That's the stupidest comeback I couldn't have imagined.

The issue of white slaves hundreds of years ago has nothing to do with your very real inexperience with multicultural societies and racial/religious issues within them. It also has nothing to do with the US example.
 
That's the stupidest comeback I couldn't have imagined.
The issue of white slaves hundreds of years ago has nothing to do with your very real inexperience with multicultural societies and racial/religious issues within them. It also has nothing to do with the US example.
He clearly explained that you're projecting USA mentality in a different society, and you try to answer back by lecturing him about his inexperience with different societies. That's beautiful in an ironic sort of way.

Don't sell yourself short, man. You can clearly imagine, and produce, MUCH more stupid comebacks than his.
 
ad hominem attack.

In this context it's not a ad hominem, to put it lightly he was trying to sympathizes your err on understanding other culture or belief, and relate your inexperience is due to your monocultural background that doesn't provide you enough exposure with other kind except the kind that are similar to you. I can imagine you relates Islam and Muslim like those aliens in "the independent days" movie.

You see flog of immigrant running to save their life as hordes after hordes of alien invasion. I know it must be hard.
 
That's the stupidest comeback I couldn't have imagined.

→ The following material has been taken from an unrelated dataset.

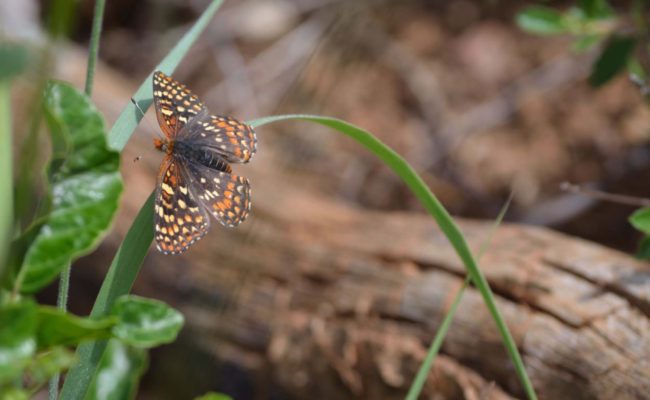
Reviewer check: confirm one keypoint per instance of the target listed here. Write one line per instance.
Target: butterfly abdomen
(204, 157)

The issue of white slaves hundreds of years ago has nothing to do with your very real inexperience with multicultural societies and racial/religious issues within them. It also has nothing to do with the US example.
First of all, you're equating "mostly white" with "monocultural", which is nonsensical reductionism. Estonia has rather recent experience of occupation and mass colonization, which, I can assure you, created a host of issues. Maybe not "racial", but certainly "cultural" and "ethnic".
Secondly, yes, I don't have extensive first-hand experience with racial issues in US. I've also always been both candid and aware regarding that, so I don't get the need for you to constantly harp about it.
Thirdly, this kind of distance can be both positive and negative in a discussion, unless one prefers a total echo chamber of course.
 
You see flog of immigrant running to save their life as hordes after hordes of alien invasion. I know it must be hard.
Wow. You certainly have me figured out, don't you? May I ask how exactly have you divined my position on immigration?